We at Pretiorates are always delighted to share our thoughts on the markets with you—thoughts that we hope will serve as a useful compass for your investment decisions. But of course, we too rely on input from which we distill our assessments. Among the sources we find particularly valuable is cycle analyst Eric Hadik of InsiideTrackTrading. He has described the behavior of the U.S. dollar, gold, and Bitcoin (BTC.X) in a simple and intuitive way: They function like the game of rock, paper, and scissors. Each can beat the other—and one is always on top.
We have attempted to translate this theory into a trend model using our own strength indicators. It quickly became apparent: one of these assets always takes on the role of favorite—but can rarely defend this position over the long term. As soon as one of the three candidates reaches full strength of 100%, the leading role is usually passed on again. And the dynamic seems to work the same way on the other end of the spectrum: absolute weakness at 0% is only evident for a short time. What’s important for trend analysis, however, is that whoever is at the very bottom usually doesn’t stay there long.
Given current events, it’s hardly surprising that the U.S. dollar is currently gaining strength and is likely to remain in the lead for the foreseeable future.

Bitcoin, on the other hand, had temporarily taken the lead back in April, but May turned out to be anything but a merry month. The strength index suggests that little will change in this regard for the time being.

It is equally unsurprising that the third member of the trio, gold, had to endure a dismal spring. But—and here comes the big “but”—the strength index has nearly reached its absolute low. If this dynamic continues, there is a high probability that the precious metal will next take the lead. Gold could thus rise again from substitute to captain.

This assessment may be based on the principle of “hope for the gold bugs.” But let’s try to confirm it based on current events: If the U.S. dollar were to actually cede its leading role to gold and enter a consolidation phase in the coming weeks, gold would very likely benefit from this. The trigger could be of a geopolitical nature. Perhaps the parties involved in the Iran conflict will come to their senses after all. This would also ease inflationary pressure, and US Treasury yields could fall.

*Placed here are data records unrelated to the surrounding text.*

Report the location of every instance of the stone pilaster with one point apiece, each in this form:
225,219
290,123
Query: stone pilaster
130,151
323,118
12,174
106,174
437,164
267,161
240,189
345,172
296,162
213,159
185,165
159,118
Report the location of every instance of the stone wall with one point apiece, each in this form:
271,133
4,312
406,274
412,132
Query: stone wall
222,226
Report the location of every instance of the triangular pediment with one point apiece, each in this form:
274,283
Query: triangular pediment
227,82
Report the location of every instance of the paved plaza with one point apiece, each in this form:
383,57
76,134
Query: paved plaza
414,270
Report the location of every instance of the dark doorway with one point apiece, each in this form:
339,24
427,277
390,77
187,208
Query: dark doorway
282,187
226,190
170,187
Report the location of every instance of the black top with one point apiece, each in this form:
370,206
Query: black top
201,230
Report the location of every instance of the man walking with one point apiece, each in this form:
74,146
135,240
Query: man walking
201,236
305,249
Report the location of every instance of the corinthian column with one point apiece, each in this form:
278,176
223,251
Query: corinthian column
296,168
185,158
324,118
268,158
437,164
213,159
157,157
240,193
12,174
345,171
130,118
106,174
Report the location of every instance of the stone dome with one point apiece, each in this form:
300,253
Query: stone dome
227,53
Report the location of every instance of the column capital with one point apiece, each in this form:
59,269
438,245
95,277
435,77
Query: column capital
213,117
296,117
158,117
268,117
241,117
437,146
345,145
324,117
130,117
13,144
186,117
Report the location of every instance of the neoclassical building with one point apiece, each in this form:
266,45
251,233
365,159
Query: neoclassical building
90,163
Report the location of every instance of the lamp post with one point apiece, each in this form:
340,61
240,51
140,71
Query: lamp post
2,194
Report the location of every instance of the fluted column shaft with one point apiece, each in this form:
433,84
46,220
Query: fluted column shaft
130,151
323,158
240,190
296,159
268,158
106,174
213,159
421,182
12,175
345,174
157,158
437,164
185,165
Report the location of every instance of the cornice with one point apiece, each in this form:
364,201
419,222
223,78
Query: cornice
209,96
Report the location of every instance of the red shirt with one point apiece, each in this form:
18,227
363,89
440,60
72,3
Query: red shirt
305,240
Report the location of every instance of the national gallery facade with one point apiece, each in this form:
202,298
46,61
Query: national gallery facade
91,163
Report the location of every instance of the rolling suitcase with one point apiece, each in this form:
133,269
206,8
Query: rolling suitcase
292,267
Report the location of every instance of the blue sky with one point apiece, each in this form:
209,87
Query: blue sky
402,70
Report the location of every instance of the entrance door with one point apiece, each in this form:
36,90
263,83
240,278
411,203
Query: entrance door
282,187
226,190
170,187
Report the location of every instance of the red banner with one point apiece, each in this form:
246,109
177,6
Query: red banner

Of course, this, too, is to some extent based on the principle of “hope.” Yet the reliable “Balance of Power” indicator from the US bond market has just generated a sell signal for US Treasury yields…

The Bitcoin cycle has also been working very well recently and suggests that the cryptocurrency—barring technical rebounds—can likely not expect a sustained upward trend until the fall.

Gold bugs can therefore hope that the cycles will continue to function in the coming months as they have in recent years.
Another question is currently pressing: Following the minor tremors of the past few days, should equity investors also expect a correction?
If we analyze the current asset strategy of hedge funds, they continue to show their bullish side. Long investments clearly outweigh short positions. Hedge funds are thus betting on further rising stock prices.

The smart investors—that is, those who tend to position themselves discreetly in the background with large investments—are not accumulating further. However, the indicator’s red area suggests that the market has recently overreacted on the selling side. This would make a rising index quite likely.

Of course, optimism has waned along with the recent decline in stock indices. Yet it remains on the positive side. Accordingly, Wall Street is expected to remain resilient.

But let’s not kid ourselves: The war with Iran has led to an energy shock. While this is currently still relatively mild, the disruption to oil exports through the Strait of Hormuz could only be mitigated because many nations—particularly China and the U.S.—are drawing on their oil reserves, with China importing significantly less and the U.S. simultaneously exporting significantly more. But these reserves are not bottomless. In the second half of the year, we will be heading from a supply deficit toward a shortage unless the Strait of Hormuz reopens soon. Then consumers’ already strained wallets are likely to come under even greater pressure. And we know from previous observations: Consumers’ real income correlates strongly with the stock market. If people cannot save, they can also invest significantly less. Investors would therefore be well advised to take profits as markets rise again.